The Artstor data has a number of properties which contain hierarchical terms
e.g. 

Architecture : Artist
Architecture : Site

A while ago I modified the XSLT transform that creates the RDF version of
the Artstor data to insert subclass relations to indicate the hierarchy. In
the following examples I've simplified the names here to make it easier to
read, and numbered them to make them easier to refer to later on:

(1)

artstorcontrolledterm:Architecture
	rdfs:label		"Architecture" ;
	rdfs:type		ArtstorControlledTerm .

(2)

artstorcontrolledterm:Architecture_artist
	rdfs:subClassOf	artstorconrolledTerm:architecture ;
	rdfs:lable		"Architecture : Artist" ;
	rdfs:type		ArstorControlledTerm .

then these terms are used in the inference data as follows:

(3)

artstordata:UCSD001
	artstor:subject	artstorcontrolledTerm:Architecture_artists .

So I want the inference engine to infer result (4):

(4)

artstordata:UCSD001
	artstor:subject	artstorcontrolledTerm:Architecture

However according to RDFS, I can only make this inference if the property is
rdf:type e.g. 

a rdf:type b .

b rdfs:subClassOf c .

then I could infer

a rdf:type c .

So I can't make that inference in this case.

POSSIBLE SOLUTIONS

1. Create a custom rule (which eventually could be described in some kind of
rules language) that infers result (4).

Advantages: No changes to current data model.

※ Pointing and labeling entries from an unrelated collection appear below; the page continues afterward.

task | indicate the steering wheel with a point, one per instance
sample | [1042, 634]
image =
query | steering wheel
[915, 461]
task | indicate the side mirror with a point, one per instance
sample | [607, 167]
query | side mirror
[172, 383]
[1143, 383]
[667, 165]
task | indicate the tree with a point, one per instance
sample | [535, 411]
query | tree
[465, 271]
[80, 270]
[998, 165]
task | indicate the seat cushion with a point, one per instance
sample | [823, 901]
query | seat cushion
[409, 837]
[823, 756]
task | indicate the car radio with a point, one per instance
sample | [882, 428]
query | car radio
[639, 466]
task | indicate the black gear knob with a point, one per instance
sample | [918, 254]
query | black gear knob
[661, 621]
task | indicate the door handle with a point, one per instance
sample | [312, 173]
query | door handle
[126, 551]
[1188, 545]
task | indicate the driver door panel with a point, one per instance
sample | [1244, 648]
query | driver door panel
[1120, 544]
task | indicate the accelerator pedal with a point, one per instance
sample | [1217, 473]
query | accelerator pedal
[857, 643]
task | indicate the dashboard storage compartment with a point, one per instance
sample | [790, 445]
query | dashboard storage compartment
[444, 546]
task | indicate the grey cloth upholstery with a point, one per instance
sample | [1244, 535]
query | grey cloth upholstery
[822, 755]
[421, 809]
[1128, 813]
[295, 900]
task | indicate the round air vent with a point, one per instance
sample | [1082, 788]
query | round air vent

Disadvantage: This requires custom rule processors, however one of the aims
of the semantic web is to avoid these custom processors because this means
the data can only be processed by these processors. Of course eventually
these custom rule processors could be replaced by rules written in a
standardised rule language, but we don't have such a language yet. 


2. Change the data model to include an instance that is of type
artstorcontrolledTerm:architecture_site e.g. assuming (1) and (2), 

artstordata:UCSD001
	artstor:subject [ rdf:type
artstorcontrolledTerm:Architecture_artists ] .

then we can now infer

artstordata:UCSD001
	artstor:subject [ rdf:type artstorcontrolledTerm:Architecture ] .

Advantages: This will work with standard RDFS inference, so no need for
custom rule processors.

Disadvantages: This makes the data model more complicated. Secondly it
increases the complexity of the inference task - for example we now have to
inference over every bNode of type arstorcontrolledTerm:architecture_artists
rather than just a single instance of the
artstorcontrolledTerm:Architecture_artists class as in solution (1). Thirdly
it will require changes to both the Haystack and Longwell clients. 


3. I'm not so clear on this, but I think we could use owl:hasValue e.g.

artstordata:UCSD001
	artstor:subject	artstorcontrolledTerm:Architecture_artists .

artstorcontrolledTermClass:Architecture_artists 
	rdf:type	owl:Class ;
	rdfs:subClassOf	artstorcontrolledTermClass:Architecture
	rdfs:subClassOf	[
		rdf:type owl:Restriction ;
		owl:onProperty artstor:subject ;
		owl:hasValue artstorcontrolledTerm:Architecture_artists ; ]
.

which allows us to infer

artstordata:UCSD001
	rdf:type	artstorcontrolledTermClass:Architecture_artists ;
	rdf:type	arcstorcontrolledTermClass:Architecture

Advantages: This works with standard OWL inference, so no need for custom
rule processors.

Disadvantages: This adds complexity to the schema / ontology, as every
controlled term is now represented by two URIs, one the controlled term in
the property, the other representing the type. As I see it, this is related
to a standard modelling question in RDF e.g. when should do we do this

a
	b	c ;
	d	e ;
	f	g ;

and when should we do this:

a
	rdf:type	b_c ;
	rdf:type 	d_e ;
	rdf:type	f_g ;

MY RECOMMENDATION:

As I am having to use a custom inference engine at the moment anyway, I
think solution (1) is the easiest. The proposed RDF standard for thesauri
http://www.w3c.rl.ac.uk/SWAD/rdfthes.html
also seems to be predicated on the existence of custom processors rather
than leveraging OWL and RDFS. At some point, we can migrate our vocabularies
to use this standard, and then programs that use this standard can also use
our (well the Artstor) vocabularies. 

Can anybody else think of any other alternatives here, and do people agree
that solution (1) is the way forward or do people have a strong preference
for one of the other alternatives and if so why?

Mark Butler
Research Scientist 
HP Labs Bristol
http://www-uk.hpl.hp.com/people/marbut 

Received on Thursday, 5 February 2004 09:25:08 UTC